Efforts to curb the practice are not recording much success

Anti-FGM campaign: Participants march in the streets of Eldoret Town during the African Launch of the Girl Generation Campaign to end Female Genital Mutilation on December 10, 2014. Over 25 girls underwent the 'cut' in Elgeyo Marakwet County on December 12, 2014.

What you need to know:

  • It has been years since campaigns against FGM were launched, but the practice continues unabated in some areas. In fact, all efforts to eradicate the practice only seem to harden some communities’ stance regarding the rite of passage, for instance, in some parts of Kajiado. Now activists say the problem lies in the approach used by the campaigners, which stresses stoppage of the practice before educating the communities on its adverse effects.

After seeing her sister Rahina bleed to death as a result of undergoing female genital mutilation (FGM) in Bisil, Kajiado County, Peninah Lesale, a primary school student, ran away from home in April last year to avoid the possibility of suffering the same fate.

But her story is not unique in the sprawling Maasailand. Charity Nkinyi and Linet Nasei did the same in order to secure better future.

“I want to be a lawyer.
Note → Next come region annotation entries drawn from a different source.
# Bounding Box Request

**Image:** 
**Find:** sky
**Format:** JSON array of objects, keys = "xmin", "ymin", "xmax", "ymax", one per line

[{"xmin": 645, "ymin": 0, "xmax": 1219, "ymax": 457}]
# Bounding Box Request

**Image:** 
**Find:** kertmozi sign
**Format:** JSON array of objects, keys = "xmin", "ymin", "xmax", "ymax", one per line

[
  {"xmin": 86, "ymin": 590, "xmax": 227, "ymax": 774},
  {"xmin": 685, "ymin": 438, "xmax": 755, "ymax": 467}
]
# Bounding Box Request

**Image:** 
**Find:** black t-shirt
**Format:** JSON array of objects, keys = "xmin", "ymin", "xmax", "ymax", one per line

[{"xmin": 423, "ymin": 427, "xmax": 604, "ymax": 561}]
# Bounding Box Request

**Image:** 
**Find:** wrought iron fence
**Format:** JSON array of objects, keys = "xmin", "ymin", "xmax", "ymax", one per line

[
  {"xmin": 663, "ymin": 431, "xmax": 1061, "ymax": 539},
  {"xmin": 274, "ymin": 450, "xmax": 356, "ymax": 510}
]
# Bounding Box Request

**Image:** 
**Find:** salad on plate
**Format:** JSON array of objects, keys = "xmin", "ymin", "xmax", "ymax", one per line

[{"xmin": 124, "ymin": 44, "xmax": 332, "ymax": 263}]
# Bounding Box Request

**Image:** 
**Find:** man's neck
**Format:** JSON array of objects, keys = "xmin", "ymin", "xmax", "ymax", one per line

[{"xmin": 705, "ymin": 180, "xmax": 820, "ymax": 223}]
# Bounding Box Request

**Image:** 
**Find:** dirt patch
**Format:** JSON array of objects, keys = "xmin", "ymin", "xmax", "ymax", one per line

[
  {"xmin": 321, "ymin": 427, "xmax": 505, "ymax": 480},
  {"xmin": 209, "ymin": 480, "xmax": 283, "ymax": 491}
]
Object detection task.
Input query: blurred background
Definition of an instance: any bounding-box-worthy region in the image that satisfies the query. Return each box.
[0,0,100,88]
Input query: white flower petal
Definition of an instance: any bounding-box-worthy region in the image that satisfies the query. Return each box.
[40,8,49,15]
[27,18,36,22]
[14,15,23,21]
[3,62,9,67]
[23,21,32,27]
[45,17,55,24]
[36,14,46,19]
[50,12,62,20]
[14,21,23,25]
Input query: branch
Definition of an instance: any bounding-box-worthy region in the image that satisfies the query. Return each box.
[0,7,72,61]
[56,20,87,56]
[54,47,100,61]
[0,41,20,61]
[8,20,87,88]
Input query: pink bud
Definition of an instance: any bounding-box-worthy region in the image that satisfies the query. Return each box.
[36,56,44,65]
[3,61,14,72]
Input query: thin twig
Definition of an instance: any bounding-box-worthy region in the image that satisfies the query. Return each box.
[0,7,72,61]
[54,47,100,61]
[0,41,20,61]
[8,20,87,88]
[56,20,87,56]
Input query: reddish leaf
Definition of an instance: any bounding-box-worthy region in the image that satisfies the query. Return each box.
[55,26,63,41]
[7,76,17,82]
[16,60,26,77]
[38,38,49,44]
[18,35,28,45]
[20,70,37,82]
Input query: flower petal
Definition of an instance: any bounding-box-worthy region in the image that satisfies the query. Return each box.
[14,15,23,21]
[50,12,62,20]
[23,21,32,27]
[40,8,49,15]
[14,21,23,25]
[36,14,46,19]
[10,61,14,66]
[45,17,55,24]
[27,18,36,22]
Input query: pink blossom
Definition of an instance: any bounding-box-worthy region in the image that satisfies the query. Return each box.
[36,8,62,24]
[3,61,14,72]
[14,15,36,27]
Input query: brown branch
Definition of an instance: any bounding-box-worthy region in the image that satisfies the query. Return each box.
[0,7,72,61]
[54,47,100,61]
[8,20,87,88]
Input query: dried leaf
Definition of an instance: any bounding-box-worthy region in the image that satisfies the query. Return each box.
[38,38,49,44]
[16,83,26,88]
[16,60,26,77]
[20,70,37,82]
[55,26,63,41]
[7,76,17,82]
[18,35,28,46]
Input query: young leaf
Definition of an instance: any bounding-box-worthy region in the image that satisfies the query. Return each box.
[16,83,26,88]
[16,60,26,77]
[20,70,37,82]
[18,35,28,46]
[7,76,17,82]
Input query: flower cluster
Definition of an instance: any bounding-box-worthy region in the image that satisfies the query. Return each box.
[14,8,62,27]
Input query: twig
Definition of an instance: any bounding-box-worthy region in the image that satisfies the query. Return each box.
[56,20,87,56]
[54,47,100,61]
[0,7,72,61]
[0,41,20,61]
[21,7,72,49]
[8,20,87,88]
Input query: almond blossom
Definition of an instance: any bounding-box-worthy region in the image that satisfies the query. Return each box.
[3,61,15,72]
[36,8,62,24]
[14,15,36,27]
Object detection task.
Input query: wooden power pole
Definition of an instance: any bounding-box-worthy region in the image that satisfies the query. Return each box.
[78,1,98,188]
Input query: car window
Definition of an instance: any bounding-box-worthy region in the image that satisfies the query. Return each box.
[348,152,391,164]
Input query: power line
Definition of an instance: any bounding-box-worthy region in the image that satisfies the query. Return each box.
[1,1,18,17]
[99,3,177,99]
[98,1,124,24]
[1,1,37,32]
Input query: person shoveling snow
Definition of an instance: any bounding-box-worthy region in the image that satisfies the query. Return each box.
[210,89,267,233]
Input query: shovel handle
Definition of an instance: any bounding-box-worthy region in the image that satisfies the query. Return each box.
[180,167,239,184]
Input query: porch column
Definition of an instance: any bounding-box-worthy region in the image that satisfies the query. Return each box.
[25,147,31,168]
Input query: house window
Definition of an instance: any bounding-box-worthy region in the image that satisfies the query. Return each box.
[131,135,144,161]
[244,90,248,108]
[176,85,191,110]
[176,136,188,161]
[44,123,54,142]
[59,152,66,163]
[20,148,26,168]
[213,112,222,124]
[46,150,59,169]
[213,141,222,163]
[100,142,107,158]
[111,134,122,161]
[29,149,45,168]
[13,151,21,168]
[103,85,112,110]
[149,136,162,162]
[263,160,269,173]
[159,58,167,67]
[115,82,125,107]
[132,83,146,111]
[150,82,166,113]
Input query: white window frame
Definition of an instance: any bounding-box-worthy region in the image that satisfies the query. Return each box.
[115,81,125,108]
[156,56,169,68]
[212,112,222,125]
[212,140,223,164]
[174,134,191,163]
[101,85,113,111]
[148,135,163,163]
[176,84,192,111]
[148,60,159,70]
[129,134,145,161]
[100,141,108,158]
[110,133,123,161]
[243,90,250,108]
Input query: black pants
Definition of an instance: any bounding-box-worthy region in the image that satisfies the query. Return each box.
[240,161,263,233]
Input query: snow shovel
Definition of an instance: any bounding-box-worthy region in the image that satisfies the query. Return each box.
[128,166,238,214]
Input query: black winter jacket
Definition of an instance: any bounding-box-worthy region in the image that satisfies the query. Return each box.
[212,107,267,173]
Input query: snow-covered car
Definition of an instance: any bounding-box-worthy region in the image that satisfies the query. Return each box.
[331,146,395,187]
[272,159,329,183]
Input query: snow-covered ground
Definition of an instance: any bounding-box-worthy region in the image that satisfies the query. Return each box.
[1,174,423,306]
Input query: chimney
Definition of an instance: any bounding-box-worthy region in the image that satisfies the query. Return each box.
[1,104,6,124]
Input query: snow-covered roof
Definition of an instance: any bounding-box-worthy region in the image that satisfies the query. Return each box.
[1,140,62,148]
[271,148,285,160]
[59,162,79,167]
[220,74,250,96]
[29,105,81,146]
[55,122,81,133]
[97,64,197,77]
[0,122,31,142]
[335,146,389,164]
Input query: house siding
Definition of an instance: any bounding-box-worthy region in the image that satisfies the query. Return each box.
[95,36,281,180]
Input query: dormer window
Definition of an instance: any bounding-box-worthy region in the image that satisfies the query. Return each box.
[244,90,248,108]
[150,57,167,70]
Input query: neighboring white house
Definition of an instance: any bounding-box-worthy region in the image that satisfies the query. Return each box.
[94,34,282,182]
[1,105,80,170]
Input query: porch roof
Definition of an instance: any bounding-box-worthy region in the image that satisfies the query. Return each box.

I want to help girls from my community so that they can understand the effects of FGM and early marriage,” Nkinyi told DN2 during an interview at a rescue centre in Bisil, Kajiado County.

The Form Three student at Meto Mixed Secondary School ran away from home in 2008 after her older sister told her that their parents were planning to have her circumcised.

“My parents wanted to force me to do it. I was in Standard Five but I refused to undergo the rite because I knew the effects of FGM. Besides, I wanted to continue with my education,” she offered.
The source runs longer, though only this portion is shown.